The Northeast Kingdom’s new state senator was the lone Senate opponent to a resolution passed by the House and Senate that condemns last week’s attack on the U.S. Capitol and calls for the removal of President Trump.
Sen. Russ Ingalls, R-Essex-Orleans opposed J.R.H. 1. when it came before the Vermont Senate on Friday. The measure is a “joint resolution condemning the storming of the U.S. Capitol on January 6, 2021, as an attack on democracy.”
Ingalls, who was elected in November to serve in the state Senate alongside veteran Sen. Bobby Starr, D-Essex-Orleans, stated that if the language of the resolution had stopped there he would have offered approval. “If this Resolution were to have condemned the rioters that breached the Capital [sic], I would have gladly signed on,” he wrote.
Language included in the Resolution passed Friday holds President Trump responsible for the violent mob and calls for his resignation or removal by other means from office.
“Whereas, this attack was instigated by President Donald Trump, who is attempting to overturn the results of a fair and free election that he lost in order to keep himself in power… Resolved: That the General Assembly calls for President Donald J. Trump to resign or to be removed from office by his Cabinet or by the Congress,” the Resolution states.
Ingalls said the Resolution went too far and the energy of the state legislature would be better spent on state needs like broadband.
“This Resolution was a political statement to cause as much harm as it possibly could to all Republicans and Trump specifically,” he wrote. “It was a hate-filled, poorly written, vile document that was unworthy of anyone’s signature.”
In choosing to oppose the resolution he did what no other Republican Senator did, including longtime NEK legislator Joe Benning and Senate Minority Leader Randy Brock. There are seven Republican senators among a total of 30.
Ingalls said the Resolution should have been focused on the violence of the Washington D.C. riot and all violent protests in the country. “I condemn all violence no matter who perpetrates it,” he stated. “If there were a Democrat president and this were to happen and this resolution was to appear written in the same way, I would not have signed it.”

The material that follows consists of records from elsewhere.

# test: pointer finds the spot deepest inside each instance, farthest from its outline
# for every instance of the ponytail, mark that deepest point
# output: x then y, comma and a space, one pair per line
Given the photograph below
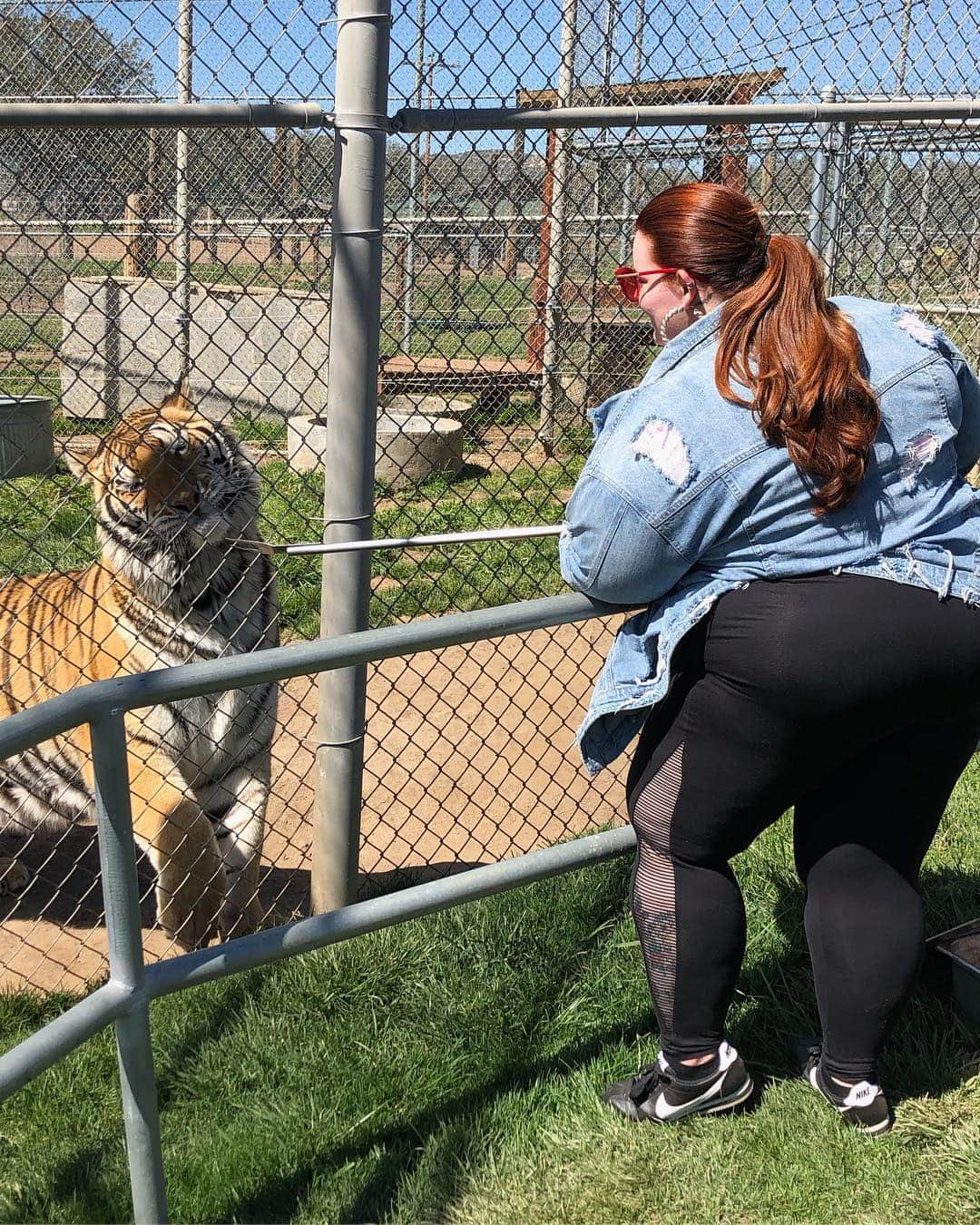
795, 353
801, 360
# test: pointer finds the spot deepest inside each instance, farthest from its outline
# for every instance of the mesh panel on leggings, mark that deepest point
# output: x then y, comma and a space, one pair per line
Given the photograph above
653, 884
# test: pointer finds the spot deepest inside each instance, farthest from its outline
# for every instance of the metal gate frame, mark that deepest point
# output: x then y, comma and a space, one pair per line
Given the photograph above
125, 998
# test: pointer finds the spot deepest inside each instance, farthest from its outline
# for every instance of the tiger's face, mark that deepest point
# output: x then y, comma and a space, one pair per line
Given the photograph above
171, 483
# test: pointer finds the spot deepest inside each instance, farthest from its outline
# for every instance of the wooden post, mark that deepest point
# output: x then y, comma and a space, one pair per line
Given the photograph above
539, 286
141, 241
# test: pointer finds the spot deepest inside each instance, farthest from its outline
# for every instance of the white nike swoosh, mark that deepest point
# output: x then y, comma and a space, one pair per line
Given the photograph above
663, 1109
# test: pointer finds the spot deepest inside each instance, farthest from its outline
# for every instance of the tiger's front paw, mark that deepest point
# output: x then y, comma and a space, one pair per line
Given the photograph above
189, 904
14, 876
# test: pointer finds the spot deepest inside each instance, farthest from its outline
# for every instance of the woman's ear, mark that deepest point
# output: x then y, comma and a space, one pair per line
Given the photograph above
181, 397
691, 291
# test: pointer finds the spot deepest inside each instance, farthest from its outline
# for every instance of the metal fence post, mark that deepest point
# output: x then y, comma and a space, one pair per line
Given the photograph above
182, 237
816, 222
352, 426
839, 154
122, 898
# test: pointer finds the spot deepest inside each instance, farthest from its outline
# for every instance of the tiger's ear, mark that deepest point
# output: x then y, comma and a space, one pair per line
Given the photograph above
80, 456
181, 397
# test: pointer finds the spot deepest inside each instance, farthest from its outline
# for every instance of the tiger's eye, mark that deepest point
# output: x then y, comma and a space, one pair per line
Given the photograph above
130, 485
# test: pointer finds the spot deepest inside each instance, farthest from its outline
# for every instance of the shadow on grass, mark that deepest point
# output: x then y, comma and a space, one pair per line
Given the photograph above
431, 1145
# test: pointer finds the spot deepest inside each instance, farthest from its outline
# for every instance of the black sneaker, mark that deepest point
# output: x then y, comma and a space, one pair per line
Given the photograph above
655, 1095
863, 1105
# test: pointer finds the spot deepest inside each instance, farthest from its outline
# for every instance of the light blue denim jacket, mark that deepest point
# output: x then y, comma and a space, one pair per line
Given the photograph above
682, 500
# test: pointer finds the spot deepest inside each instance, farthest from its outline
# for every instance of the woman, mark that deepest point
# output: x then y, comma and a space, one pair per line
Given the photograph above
786, 490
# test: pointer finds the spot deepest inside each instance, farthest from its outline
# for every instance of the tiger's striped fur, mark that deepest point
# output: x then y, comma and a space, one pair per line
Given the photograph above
174, 495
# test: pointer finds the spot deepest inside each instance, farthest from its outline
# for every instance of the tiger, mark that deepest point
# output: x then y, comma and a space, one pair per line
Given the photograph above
177, 505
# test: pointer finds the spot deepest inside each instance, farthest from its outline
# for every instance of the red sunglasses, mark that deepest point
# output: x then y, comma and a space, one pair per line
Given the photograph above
630, 283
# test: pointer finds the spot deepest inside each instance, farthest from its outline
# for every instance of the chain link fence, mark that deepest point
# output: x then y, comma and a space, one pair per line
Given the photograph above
132, 258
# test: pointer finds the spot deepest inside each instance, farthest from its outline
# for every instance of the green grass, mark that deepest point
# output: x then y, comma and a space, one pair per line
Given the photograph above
450, 1070
454, 577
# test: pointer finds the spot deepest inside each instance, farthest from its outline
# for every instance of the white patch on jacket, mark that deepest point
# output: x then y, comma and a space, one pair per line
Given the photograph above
662, 444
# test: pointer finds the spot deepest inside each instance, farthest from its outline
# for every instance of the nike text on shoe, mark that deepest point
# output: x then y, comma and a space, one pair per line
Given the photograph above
861, 1105
654, 1095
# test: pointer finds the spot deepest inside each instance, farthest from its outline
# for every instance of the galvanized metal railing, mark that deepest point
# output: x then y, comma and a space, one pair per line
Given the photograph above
125, 998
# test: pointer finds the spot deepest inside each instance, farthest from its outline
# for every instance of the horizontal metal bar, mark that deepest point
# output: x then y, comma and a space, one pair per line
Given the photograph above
163, 114
296, 550
62, 1035
945, 308
69, 710
307, 935
480, 119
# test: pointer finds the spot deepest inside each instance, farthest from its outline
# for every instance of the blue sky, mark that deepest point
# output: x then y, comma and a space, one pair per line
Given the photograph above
486, 51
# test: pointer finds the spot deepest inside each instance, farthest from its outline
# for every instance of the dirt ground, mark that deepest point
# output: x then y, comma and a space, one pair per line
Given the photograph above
469, 759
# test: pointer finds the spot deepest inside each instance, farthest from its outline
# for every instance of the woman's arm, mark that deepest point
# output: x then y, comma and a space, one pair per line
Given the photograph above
612, 553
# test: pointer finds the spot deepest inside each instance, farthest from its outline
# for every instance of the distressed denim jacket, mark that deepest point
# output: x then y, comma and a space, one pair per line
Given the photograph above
682, 500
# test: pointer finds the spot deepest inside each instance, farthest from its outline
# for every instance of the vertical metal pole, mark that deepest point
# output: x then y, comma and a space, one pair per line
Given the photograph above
891, 161
629, 207
352, 426
556, 235
122, 897
930, 165
839, 142
182, 239
413, 186
816, 223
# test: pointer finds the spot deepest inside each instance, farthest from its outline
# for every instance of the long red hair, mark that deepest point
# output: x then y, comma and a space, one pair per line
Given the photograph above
795, 353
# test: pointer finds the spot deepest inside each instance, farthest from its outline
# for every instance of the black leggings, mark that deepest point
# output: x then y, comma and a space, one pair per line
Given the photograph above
858, 701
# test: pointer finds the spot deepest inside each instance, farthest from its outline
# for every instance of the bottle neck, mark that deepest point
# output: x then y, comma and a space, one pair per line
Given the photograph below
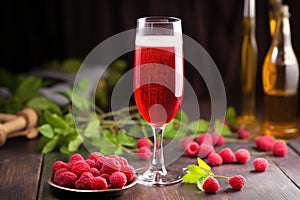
249, 9
282, 31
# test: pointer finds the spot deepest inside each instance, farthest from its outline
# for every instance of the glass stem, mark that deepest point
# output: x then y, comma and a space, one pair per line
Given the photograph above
158, 163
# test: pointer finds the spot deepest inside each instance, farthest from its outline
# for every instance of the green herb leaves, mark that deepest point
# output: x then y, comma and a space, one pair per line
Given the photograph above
197, 173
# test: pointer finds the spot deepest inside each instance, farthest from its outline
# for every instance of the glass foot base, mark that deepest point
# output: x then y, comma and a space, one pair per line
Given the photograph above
151, 178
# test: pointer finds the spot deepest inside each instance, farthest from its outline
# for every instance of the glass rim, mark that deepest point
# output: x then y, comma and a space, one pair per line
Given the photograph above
159, 20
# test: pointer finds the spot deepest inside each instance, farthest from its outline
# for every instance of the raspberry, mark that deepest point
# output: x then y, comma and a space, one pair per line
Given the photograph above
144, 153
95, 155
227, 155
57, 165
90, 162
214, 159
110, 165
106, 176
210, 185
143, 142
84, 182
205, 138
120, 159
79, 167
260, 164
75, 157
243, 134
117, 180
205, 150
265, 143
237, 182
242, 155
95, 171
218, 139
99, 183
186, 141
129, 172
279, 148
192, 149
65, 179
99, 162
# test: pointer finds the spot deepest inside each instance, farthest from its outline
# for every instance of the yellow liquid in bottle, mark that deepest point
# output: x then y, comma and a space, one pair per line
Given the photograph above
272, 23
248, 75
280, 100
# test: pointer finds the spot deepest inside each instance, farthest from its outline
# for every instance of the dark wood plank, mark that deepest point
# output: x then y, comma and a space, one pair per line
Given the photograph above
20, 166
259, 185
294, 143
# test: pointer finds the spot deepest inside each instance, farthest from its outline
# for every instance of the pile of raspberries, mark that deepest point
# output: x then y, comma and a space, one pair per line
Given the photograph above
97, 172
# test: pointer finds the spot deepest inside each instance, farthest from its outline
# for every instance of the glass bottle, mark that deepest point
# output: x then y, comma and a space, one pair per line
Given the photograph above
273, 7
248, 66
280, 81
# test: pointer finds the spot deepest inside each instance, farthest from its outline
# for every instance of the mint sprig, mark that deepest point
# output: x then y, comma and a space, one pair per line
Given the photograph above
197, 174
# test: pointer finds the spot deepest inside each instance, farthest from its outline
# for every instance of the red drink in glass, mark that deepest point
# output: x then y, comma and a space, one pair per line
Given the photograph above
158, 81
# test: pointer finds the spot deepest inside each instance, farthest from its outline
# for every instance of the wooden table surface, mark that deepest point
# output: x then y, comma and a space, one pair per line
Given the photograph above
24, 173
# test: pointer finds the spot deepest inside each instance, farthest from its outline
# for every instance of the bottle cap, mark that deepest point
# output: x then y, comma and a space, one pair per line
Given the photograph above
283, 10
249, 8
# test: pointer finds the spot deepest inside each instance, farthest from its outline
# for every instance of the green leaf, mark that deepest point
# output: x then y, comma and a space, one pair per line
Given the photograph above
221, 128
199, 125
231, 116
182, 116
201, 181
42, 103
54, 120
203, 165
69, 119
191, 178
196, 170
92, 129
51, 144
64, 149
74, 144
46, 130
113, 77
125, 139
169, 131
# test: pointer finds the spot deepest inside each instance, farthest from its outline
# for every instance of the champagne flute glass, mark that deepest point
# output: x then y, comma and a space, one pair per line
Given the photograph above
158, 87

Reaction to Ingalls stance on the Resolution has been significant with many people criticizing him for it.
“I’d say rookie mistake (BIG FAT MISTAKE) that hopefully he will NEVER make again. First week in office and voting alone? SMH. How ‘bout caucusing with your damn party until you get your feet wet,” wrote Julie Raboin.
She further encouraged people to write to Ingalls and provided his email address (firstname.lastname@example.org). She directed people who send him messages to not “defame his character or call him names.”
Another comment from Tammi Monfette notes she would volunteer to help any person who campaigns against Ingalls in the next election.
Ingalls said support for his decision has far exceeded condemnation.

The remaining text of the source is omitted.